It’s tough to like anything about the government these days.
Bureaucrats squander our money and get on their soapboxes about their fake morals… It’s enough to make anyone scream.
But there is one good thing about the government…
It generally pays its bills.
And that’s good news for Government Properties Income Trust (Nasdaq: GOV), a real estate investment trust that rents office space to federal, state and local governments.
It’s a popular stock thanks to its 8%-plus yield.
I last looked at it in August of 2015, and at that time, it received a B for dividend safety.
The company’s first dividend was $0.50 per share in November 2009. Its next dividend was $0.40 per share.
After that, it raised its payout by a penny per share three times.

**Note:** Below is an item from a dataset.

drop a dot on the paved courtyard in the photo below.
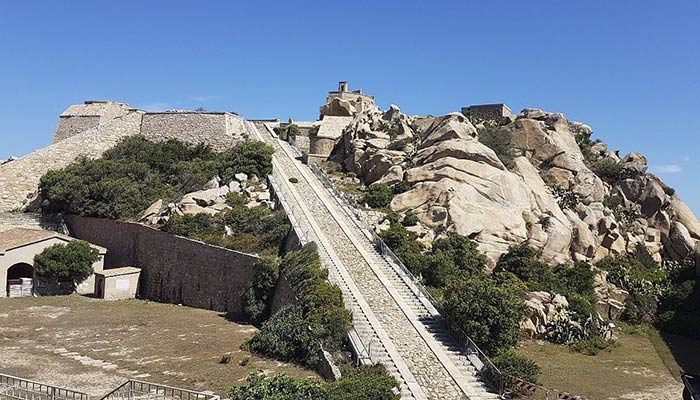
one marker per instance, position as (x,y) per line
(93,346)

And it’s paid a $0.43 per share quarterly dividend since 2012.
Unlike its renters, Government Properties Income Trust is responsible with other people’s money. It doesn’t spend more than it can afford.
In 2016, the company paid $1.72 per share in dividends. Funds from operations (FFO), a measure of cash flow for REITs, was $2.35.
This year, FFO is projected to dip to $2.30 per share, still more than enough to pay the $1.72 in dividends.
SafetyNet Pro penalizes companies when cash flow is projected to drop.
But that’s the only ding on this company’s dividend safety record.
Its 74% payout ratio is low enough that I’m comfortable a dividend cut isn’t coming. But if its FFO dips below $2.30, its payout ratio will be more than 75%, and the stock will be downgraded.
If FFO falls again next year, that’d be another problem. The stock could see a big downgrade and its dividend considered unsafe.
But given its track record of a stable dividend and FFO growth, it likely has a year until its dividend safety grade will be reconsidered.
For now, there’s a low chance of a cut in the near future.